ArchitriclīnusArchitriclīnī Presiding Feast Master • Triclīniarchēs Triclīniarcha The chief servant slave charged with provisioning the dining table. • Borrowed from Ancient Greek τρικλινιάρχης (trikliniárkhēs), from τρεῖς (treîs) + κλίνω (klínō) + -άρχης (-árkhēs). • • TriclīniumTria triclīnia in triclīniō • from Ancient Greek τρικλίνιον (triklínion), from τρεῖς ( treîs, three ) + κλίνω ( klínō, to lean ) • • Triclīnium - The Roman formal dining room in which three, room entryway facing, semi-circular placed, Klinē - Klinai ( Plural) - Lēctus Triclīnaris - couch on which to recline on the left side, made comfortable with cushions and pillows, set on three sides around a low square table with the fourth side left open for service access.

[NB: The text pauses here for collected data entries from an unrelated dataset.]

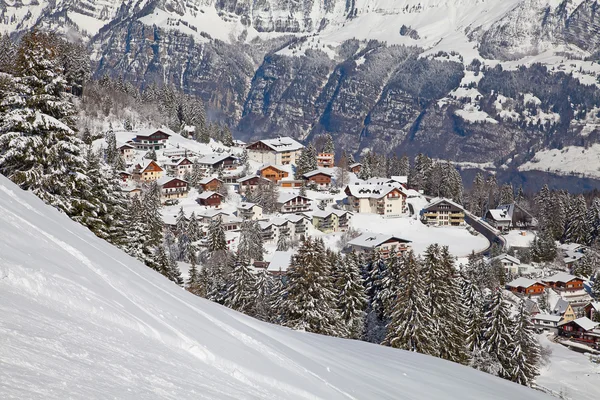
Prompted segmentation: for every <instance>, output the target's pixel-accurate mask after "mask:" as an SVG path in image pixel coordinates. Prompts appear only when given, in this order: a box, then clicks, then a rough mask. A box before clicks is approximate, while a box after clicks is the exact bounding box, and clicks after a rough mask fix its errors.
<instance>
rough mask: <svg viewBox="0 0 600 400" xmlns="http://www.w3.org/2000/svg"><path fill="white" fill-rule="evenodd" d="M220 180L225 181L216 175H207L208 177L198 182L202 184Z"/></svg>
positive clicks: (205, 184) (204, 184) (200, 180)
mask: <svg viewBox="0 0 600 400" xmlns="http://www.w3.org/2000/svg"><path fill="white" fill-rule="evenodd" d="M215 179H216V180H218V181H219V182H221V183H223V181H222V180H220V179H219V178H217V177H215V176H207V177H206V178H202V179H201V180H200V181H198V183H199V184H200V185H206V184H208V183H210V182H212V181H214V180H215Z"/></svg>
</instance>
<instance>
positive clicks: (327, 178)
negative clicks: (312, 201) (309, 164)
mask: <svg viewBox="0 0 600 400" xmlns="http://www.w3.org/2000/svg"><path fill="white" fill-rule="evenodd" d="M332 176H333V175H331V174H329V173H327V172H324V171H321V170H318V169H317V170H314V171H310V172H307V173H306V174H304V175H302V179H304V180H305V181H306V184H307V186H312V185H314V186H316V187H317V188H318V189H320V190H327V189H329V188H330V187H331V178H332Z"/></svg>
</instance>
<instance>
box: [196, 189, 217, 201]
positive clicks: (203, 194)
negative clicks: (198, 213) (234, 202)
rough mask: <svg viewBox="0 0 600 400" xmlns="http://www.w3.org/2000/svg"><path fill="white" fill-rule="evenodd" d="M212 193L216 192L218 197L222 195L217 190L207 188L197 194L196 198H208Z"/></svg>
mask: <svg viewBox="0 0 600 400" xmlns="http://www.w3.org/2000/svg"><path fill="white" fill-rule="evenodd" d="M213 194H216V195H218V196H219V197H223V195H222V194H219V193H217V192H212V191H210V190H207V191H206V192H202V193H200V194H199V195H198V198H199V199H201V200H206V199H208V198H209V197H210V196H212V195H213Z"/></svg>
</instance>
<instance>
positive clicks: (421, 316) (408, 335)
mask: <svg viewBox="0 0 600 400" xmlns="http://www.w3.org/2000/svg"><path fill="white" fill-rule="evenodd" d="M405 257H406V258H405V260H404V261H403V262H402V264H401V265H402V270H401V271H400V282H401V285H400V287H399V290H398V295H397V297H396V301H395V304H394V307H393V309H392V315H391V322H390V324H389V325H388V328H387V335H386V337H385V340H384V341H383V344H384V345H387V346H391V347H395V348H398V349H404V350H409V351H416V352H419V353H423V354H430V355H434V354H436V353H437V345H436V343H435V341H436V338H435V336H434V335H432V331H431V330H432V328H433V327H434V322H433V321H432V320H431V317H430V316H429V313H428V311H427V304H426V288H425V286H424V285H423V280H422V279H421V266H420V263H419V260H418V259H417V258H416V257H415V255H414V253H413V252H412V251H410V252H409V253H408V254H407V255H406V256H405Z"/></svg>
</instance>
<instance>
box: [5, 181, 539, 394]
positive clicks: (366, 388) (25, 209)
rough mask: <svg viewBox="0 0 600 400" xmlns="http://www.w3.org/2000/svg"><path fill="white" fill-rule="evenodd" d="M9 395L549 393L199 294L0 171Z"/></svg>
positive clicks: (8, 386) (429, 393)
mask: <svg viewBox="0 0 600 400" xmlns="http://www.w3.org/2000/svg"><path fill="white" fill-rule="evenodd" d="M0 299H1V301H0V344H1V345H0V359H1V360H2V364H0V382H2V384H1V385H0V398H2V399H11V398H14V399H31V400H33V399H44V400H49V399H65V398H70V399H90V398H93V399H108V398H119V399H142V398H143V399H151V398H156V399H159V398H160V399H188V398H189V399H328V400H332V399H374V398H376V399H442V398H443V399H453V398H456V399H459V398H460V399H506V398H511V399H515V400H517V399H528V400H531V399H538V398H539V399H542V398H546V397H545V395H543V394H542V393H541V392H536V391H534V390H531V389H528V388H526V387H523V386H519V385H517V384H514V383H511V382H508V381H506V380H502V379H500V378H496V377H494V376H491V375H487V374H485V373H482V372H479V371H476V370H473V369H470V368H467V367H463V366H460V365H457V364H453V363H450V362H447V361H443V360H441V359H436V358H433V357H428V356H424V355H420V354H416V353H409V352H405V351H399V350H394V349H391V348H386V347H382V346H377V345H373V344H367V343H364V342H357V341H352V340H342V339H335V338H330V337H325V336H319V335H314V334H307V333H302V332H294V331H291V330H289V329H286V328H283V327H279V326H274V325H270V324H266V323H262V322H259V321H257V320H254V319H252V318H249V317H247V316H244V315H242V314H239V313H237V312H234V311H232V310H229V309H226V308H224V307H222V306H219V305H217V304H215V303H211V302H209V301H206V300H204V299H201V298H199V297H196V296H193V295H192V294H190V293H188V292H186V291H185V290H183V289H181V288H180V287H178V286H176V285H174V284H173V283H171V282H170V281H168V280H167V279H166V278H164V277H162V276H161V275H159V274H158V273H156V272H154V271H152V270H151V269H149V268H147V267H146V266H144V265H142V264H141V263H140V262H138V261H136V260H134V259H133V258H131V257H129V256H127V255H126V254H125V253H123V252H121V251H120V250H118V249H117V248H115V247H113V246H111V245H109V244H108V243H106V242H104V241H102V240H100V239H98V238H96V237H95V236H94V235H93V234H91V233H90V232H89V231H88V230H86V229H85V228H83V227H82V226H80V225H78V224H77V223H75V222H72V221H70V220H69V219H68V218H67V217H66V216H65V215H63V214H60V213H59V212H58V211H56V210H55V209H53V208H51V207H49V206H47V205H45V204H43V203H42V202H41V201H40V200H39V199H37V198H35V197H34V196H33V195H32V194H31V193H28V192H24V191H21V190H20V189H19V188H18V187H17V186H15V185H14V184H12V183H11V182H9V181H8V180H7V179H6V178H4V177H2V176H0Z"/></svg>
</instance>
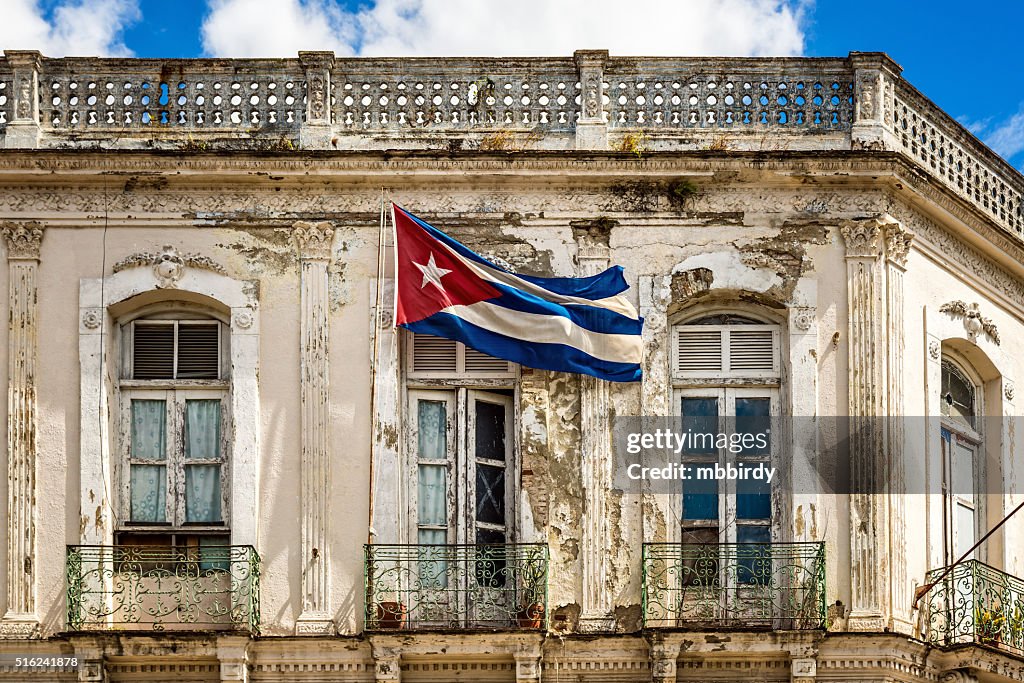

Each of 9 diners, 3 per couch, lēctus summus, lēctus medius & lēctus īmus, reclined on their left side, propped upon the pillows and cushions, while household slaves served multiple courses rushed out from the Culīna


I just realized that in Spanish "cenaculo" means "dinner ass"

  • 2237

No. The "culo" there does not mean "ass", just as a notable achievement does not mean there is no table.


Well, aren't you a barrel of laughs.